Matt Pearce, Partner at KPMG agrees. He says businesses will need a combination of two quite different skill sets.
“You want people who have strong STEM skills, who can work with the data to engineer the algorithms and drive the analysis. Then, you need people who can interpret that and make it real for people.”
Pearce emphasises that no matter how smart our machines become, in many cases the most important aspects of service enterprises will continue to rely on irreplaceably human qualities.
“What algorithms and artificial intelligence won't be able to do is have empathy," he says.
“And so, as we move towards Service 4.0, that empathetic service will be something humans really have as a competitive advantage against the robots.”
TAKE IT TO THE PEOPLE
Rather than being truly seismic, many changes related to Service 4.0 flow from a process that's been underway for more than a decade.
“We've been seriously talking about convergence and the blurring of boundaries between previously distinct industry sectors for 15 years,” Pearce says. “So, a company that once sold you a phone now provides you a full media and entertainment service.”
As this process continues and intensifies, the nature of many business will change, and Friday suggests the health sector provides an excellent example of how this might unfold.
“Patient-centred information networks will help people manage their own conditions by sharing advice and good practices with fellow patients, reducing pressure on services,” she says. “Health systems will focus more on preventative care through education campaigns and ‘nudges’ towards healthier living.
“And they will use anonymised data from social media networks to track sentiment on public health issues, identify and respond to disease outbreaks and emergencies, and gain insights into people’s health needs.”
Such systems will help deliver responsive, tailored services, and Friday believes this has the potential to reduce pressure on health networks so human doctors can provide better care to their human patients.
YOU REAP WHAT YOU SOW
Retaining the human element across both Industry 4.0 and Service 4.0 is not only a management challenge and business opportunity – it is increasingly considered to be a responsibility on many levels. Most obviously and directly, business leaders have a responsibility to protect their businesses.
“Directors who bury their heads in the sand may fail to anticipate and respond to disruption that wipes out their enterprise,” Prof Beer says. “But, a computer that can beat a human at chess can only beat a human at chess and not much else. It is not all-powerful, and it can’t make all the highly intuitive, nuanced decisions a human can in response to human needs.

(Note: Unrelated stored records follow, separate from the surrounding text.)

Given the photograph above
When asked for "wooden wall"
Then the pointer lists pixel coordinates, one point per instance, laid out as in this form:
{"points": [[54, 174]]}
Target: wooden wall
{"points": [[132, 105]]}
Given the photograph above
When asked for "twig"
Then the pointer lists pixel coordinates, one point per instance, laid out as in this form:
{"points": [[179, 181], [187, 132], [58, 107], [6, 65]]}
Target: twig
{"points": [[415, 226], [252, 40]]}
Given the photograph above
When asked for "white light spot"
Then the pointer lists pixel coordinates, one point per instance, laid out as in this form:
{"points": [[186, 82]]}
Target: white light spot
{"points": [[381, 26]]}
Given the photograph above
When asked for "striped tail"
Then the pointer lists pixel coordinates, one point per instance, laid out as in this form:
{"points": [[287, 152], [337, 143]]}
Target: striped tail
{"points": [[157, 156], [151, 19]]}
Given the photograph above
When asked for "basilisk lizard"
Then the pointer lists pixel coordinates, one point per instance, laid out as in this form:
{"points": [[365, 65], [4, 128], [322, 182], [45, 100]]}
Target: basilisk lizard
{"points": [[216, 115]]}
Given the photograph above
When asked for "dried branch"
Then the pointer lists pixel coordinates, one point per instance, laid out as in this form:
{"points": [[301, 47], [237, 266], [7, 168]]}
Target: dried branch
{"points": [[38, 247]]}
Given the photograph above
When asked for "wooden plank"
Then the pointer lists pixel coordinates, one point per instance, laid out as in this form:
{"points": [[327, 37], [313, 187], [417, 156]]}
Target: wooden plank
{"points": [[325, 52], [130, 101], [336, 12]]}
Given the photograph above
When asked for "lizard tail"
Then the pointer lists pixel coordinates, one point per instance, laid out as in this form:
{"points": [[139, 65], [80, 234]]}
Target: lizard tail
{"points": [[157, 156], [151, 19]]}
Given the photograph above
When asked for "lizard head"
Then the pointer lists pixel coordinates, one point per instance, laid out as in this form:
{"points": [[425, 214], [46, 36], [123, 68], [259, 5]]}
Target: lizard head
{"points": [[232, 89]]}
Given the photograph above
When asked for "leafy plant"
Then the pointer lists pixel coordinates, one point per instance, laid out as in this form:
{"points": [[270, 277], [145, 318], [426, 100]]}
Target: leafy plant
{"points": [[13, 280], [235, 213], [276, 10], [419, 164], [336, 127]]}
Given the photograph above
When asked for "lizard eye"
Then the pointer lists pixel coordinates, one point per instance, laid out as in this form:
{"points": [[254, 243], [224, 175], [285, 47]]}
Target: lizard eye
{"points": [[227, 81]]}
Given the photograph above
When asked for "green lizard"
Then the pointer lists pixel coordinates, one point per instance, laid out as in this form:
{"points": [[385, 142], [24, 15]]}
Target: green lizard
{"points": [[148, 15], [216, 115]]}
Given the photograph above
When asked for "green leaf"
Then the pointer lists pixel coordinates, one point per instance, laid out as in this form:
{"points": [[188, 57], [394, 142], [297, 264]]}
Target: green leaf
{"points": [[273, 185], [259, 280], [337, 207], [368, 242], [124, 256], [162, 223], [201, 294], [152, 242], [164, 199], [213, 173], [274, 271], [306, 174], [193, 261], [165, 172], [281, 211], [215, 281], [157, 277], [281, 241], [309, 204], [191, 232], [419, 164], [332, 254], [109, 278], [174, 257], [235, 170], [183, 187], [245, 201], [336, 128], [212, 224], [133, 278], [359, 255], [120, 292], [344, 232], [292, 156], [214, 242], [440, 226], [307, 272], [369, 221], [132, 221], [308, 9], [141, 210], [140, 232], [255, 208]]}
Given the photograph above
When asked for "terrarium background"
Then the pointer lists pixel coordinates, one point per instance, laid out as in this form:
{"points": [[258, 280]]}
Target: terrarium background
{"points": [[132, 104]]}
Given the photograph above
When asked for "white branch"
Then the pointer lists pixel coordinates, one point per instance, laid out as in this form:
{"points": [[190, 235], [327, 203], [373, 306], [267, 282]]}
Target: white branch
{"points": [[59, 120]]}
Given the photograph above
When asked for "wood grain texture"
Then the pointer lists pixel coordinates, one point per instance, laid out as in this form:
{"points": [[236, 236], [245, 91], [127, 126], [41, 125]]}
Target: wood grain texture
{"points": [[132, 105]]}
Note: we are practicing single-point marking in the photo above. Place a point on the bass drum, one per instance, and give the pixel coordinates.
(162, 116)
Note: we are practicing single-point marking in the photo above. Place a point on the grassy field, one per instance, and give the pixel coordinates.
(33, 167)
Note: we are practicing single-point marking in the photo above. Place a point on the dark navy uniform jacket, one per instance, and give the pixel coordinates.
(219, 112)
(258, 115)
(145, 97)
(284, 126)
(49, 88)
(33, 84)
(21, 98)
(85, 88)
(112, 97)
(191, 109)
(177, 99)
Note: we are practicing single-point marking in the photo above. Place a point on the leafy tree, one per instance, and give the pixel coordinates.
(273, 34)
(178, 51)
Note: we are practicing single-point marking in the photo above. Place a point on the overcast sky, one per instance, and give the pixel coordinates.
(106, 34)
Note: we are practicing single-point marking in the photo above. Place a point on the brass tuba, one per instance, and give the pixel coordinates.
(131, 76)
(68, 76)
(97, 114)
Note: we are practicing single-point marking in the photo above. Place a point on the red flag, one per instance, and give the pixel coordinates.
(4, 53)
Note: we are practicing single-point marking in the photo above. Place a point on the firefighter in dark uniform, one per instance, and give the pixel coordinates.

AI might be able to help a business, but we are a very long way off from AI being able to run one.”
The business community, in turn, has a responsibility to ensure the economy remains robust and optimistic through the coming changes, and that means prioritising human consequences to ensure everyone can continue to contribute as both consumer and creator.

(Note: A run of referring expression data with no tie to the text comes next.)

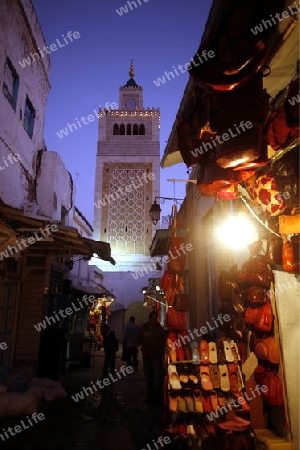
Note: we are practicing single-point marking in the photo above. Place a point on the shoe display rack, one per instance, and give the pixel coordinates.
(204, 382)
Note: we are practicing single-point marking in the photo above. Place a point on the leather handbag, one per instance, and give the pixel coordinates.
(291, 105)
(288, 261)
(175, 319)
(251, 315)
(268, 350)
(279, 134)
(274, 251)
(166, 280)
(177, 262)
(264, 320)
(182, 302)
(256, 296)
(273, 395)
(255, 272)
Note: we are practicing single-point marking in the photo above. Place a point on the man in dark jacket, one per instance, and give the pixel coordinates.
(152, 338)
(130, 343)
(110, 345)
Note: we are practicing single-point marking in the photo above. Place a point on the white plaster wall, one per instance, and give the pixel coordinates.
(17, 41)
(54, 187)
(287, 293)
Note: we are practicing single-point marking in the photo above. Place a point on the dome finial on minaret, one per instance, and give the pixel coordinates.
(131, 70)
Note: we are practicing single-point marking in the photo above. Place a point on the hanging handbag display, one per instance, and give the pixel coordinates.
(268, 350)
(182, 302)
(264, 191)
(279, 134)
(177, 257)
(175, 319)
(256, 296)
(274, 251)
(255, 272)
(288, 261)
(291, 105)
(264, 320)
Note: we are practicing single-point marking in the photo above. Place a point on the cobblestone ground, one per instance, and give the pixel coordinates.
(115, 418)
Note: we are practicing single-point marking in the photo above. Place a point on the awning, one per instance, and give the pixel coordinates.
(160, 243)
(282, 50)
(93, 290)
(64, 241)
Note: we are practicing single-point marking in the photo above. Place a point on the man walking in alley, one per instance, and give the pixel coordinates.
(111, 347)
(152, 339)
(130, 343)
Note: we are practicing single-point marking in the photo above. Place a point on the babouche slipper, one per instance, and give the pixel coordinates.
(205, 380)
(173, 377)
(204, 352)
(228, 352)
(213, 357)
(224, 378)
(214, 375)
(198, 400)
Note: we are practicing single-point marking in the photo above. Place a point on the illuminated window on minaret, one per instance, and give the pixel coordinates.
(126, 217)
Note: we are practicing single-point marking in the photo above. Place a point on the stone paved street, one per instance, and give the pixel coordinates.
(116, 418)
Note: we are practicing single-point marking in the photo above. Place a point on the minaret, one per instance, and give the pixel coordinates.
(127, 176)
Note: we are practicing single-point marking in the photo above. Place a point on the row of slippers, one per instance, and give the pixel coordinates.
(196, 401)
(227, 377)
(205, 430)
(207, 352)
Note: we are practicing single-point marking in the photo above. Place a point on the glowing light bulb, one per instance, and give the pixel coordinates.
(237, 232)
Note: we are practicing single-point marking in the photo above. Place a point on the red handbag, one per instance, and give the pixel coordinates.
(166, 280)
(268, 350)
(251, 315)
(279, 134)
(291, 104)
(256, 295)
(273, 395)
(255, 272)
(175, 319)
(264, 320)
(177, 262)
(288, 261)
(182, 302)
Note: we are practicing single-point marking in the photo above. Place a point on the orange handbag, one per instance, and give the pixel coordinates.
(264, 321)
(288, 261)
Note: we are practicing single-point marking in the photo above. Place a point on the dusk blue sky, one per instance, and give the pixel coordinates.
(88, 72)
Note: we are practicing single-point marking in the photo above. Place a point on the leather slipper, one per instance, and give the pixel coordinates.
(190, 403)
(173, 402)
(181, 404)
(184, 379)
(193, 379)
(221, 399)
(214, 375)
(228, 352)
(213, 357)
(180, 354)
(198, 401)
(220, 351)
(225, 383)
(206, 402)
(242, 401)
(205, 380)
(173, 377)
(204, 352)
(233, 377)
(241, 379)
(234, 350)
(214, 400)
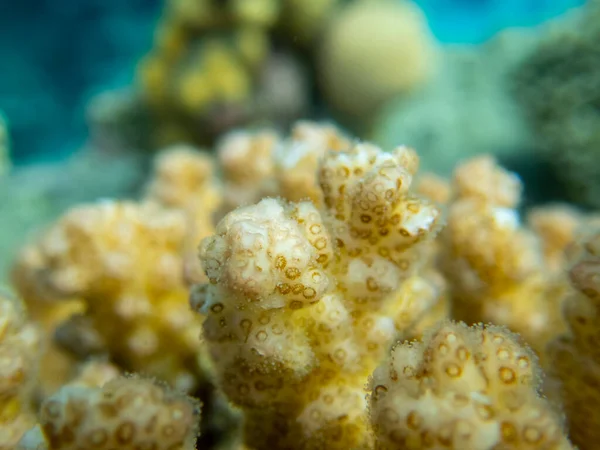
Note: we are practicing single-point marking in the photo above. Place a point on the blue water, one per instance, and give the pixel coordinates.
(55, 54)
(475, 21)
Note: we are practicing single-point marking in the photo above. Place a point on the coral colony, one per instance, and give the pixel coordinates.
(305, 292)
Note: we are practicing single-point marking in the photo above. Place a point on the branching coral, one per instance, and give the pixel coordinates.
(19, 354)
(125, 413)
(463, 388)
(496, 265)
(576, 356)
(301, 301)
(185, 179)
(124, 262)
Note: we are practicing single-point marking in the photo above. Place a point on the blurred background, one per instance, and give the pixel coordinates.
(91, 89)
(56, 57)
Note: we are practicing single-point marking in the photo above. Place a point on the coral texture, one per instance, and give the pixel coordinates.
(576, 355)
(123, 261)
(463, 388)
(125, 413)
(301, 302)
(495, 265)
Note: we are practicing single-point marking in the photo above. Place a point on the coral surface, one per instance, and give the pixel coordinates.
(463, 388)
(301, 302)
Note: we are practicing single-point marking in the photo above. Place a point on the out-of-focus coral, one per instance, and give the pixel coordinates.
(302, 301)
(19, 357)
(463, 388)
(214, 65)
(373, 51)
(576, 357)
(557, 86)
(123, 261)
(125, 413)
(559, 227)
(495, 265)
(464, 110)
(4, 146)
(247, 166)
(185, 179)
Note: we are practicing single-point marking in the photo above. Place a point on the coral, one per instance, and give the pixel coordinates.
(125, 413)
(261, 164)
(246, 161)
(557, 86)
(464, 110)
(19, 355)
(301, 301)
(185, 179)
(575, 355)
(297, 159)
(461, 388)
(123, 261)
(495, 265)
(373, 51)
(213, 66)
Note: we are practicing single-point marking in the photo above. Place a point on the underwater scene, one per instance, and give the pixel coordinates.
(300, 225)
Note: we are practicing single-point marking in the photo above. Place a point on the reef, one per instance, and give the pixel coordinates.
(307, 290)
(557, 86)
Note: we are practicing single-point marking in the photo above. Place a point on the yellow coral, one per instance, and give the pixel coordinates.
(19, 355)
(495, 265)
(126, 413)
(463, 388)
(297, 159)
(185, 178)
(299, 306)
(576, 355)
(372, 51)
(246, 160)
(124, 261)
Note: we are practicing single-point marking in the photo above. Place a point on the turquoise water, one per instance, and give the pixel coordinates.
(475, 21)
(56, 55)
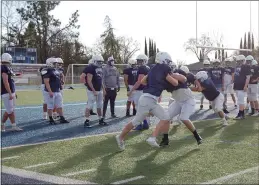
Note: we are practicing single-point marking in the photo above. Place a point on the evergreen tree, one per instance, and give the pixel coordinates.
(146, 47)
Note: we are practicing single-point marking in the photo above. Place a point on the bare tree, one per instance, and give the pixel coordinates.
(128, 47)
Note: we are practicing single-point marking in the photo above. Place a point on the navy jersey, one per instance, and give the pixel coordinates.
(254, 74)
(228, 70)
(144, 71)
(9, 72)
(210, 91)
(240, 76)
(54, 78)
(61, 71)
(97, 73)
(216, 75)
(132, 75)
(156, 80)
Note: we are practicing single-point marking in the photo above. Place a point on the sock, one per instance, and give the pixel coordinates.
(165, 137)
(50, 118)
(196, 135)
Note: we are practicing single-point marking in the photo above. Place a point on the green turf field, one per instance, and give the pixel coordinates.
(34, 97)
(224, 151)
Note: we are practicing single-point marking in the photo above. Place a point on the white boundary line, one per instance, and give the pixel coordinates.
(128, 180)
(79, 172)
(231, 175)
(81, 137)
(12, 157)
(37, 165)
(41, 177)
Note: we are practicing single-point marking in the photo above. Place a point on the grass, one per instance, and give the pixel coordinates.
(183, 162)
(34, 97)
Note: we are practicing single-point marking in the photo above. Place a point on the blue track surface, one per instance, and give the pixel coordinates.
(37, 130)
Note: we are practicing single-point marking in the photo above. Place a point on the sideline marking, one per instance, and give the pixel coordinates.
(36, 165)
(231, 175)
(42, 177)
(128, 180)
(12, 157)
(79, 172)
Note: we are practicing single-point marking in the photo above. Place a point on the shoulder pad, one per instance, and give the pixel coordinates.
(44, 71)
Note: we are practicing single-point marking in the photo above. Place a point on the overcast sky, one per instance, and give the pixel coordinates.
(169, 23)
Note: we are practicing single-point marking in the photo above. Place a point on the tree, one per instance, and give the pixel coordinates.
(204, 40)
(47, 27)
(146, 53)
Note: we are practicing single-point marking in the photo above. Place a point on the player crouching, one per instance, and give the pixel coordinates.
(8, 91)
(148, 101)
(210, 92)
(52, 90)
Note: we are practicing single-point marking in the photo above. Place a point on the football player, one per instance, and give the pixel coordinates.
(205, 85)
(52, 92)
(252, 86)
(206, 67)
(241, 81)
(93, 75)
(156, 81)
(130, 78)
(45, 109)
(183, 105)
(137, 89)
(8, 92)
(228, 81)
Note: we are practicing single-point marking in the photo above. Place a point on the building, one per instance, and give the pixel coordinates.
(22, 55)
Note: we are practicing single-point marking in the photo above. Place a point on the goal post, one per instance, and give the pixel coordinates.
(72, 76)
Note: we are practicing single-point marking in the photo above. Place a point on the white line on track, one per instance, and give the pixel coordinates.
(41, 177)
(128, 180)
(224, 178)
(12, 157)
(79, 172)
(37, 165)
(81, 137)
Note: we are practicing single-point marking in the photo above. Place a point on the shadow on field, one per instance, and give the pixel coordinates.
(238, 131)
(152, 170)
(105, 149)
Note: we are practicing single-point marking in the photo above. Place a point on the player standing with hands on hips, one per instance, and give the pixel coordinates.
(111, 83)
(8, 91)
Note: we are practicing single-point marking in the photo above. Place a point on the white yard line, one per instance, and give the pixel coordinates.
(224, 178)
(41, 177)
(79, 172)
(128, 180)
(37, 165)
(12, 157)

“The question is,” Pearce says, “for those people who are displaced or more vulnerable, how do we make sure they don't end up on the scrap heap?
“We need to the think about how we manage an economic transition better than we did in 1991, when we had the ‘recession we had to have’. We probably didn't manage that very well at the time, and, yes it generated 25 years of amazing economic growth, but at the time, 17 per cent interest rates and people losing their jobs left, right, and centre was a profound thing. We probably want to stare into this coming change a bit more intensely now, while we have the chance.”
“A computer is not all-powerful. It can’t make all the highly intuitive, nuanced decisions a human can in response to human needs.”
To put it another way, as Dr Boyd does: “Do really you want a robot to cut your hair? We need to set our boundaries, and we all need to ensure change makes society better for everyone. If not, that change will ultimately come back and make us all look really bad.”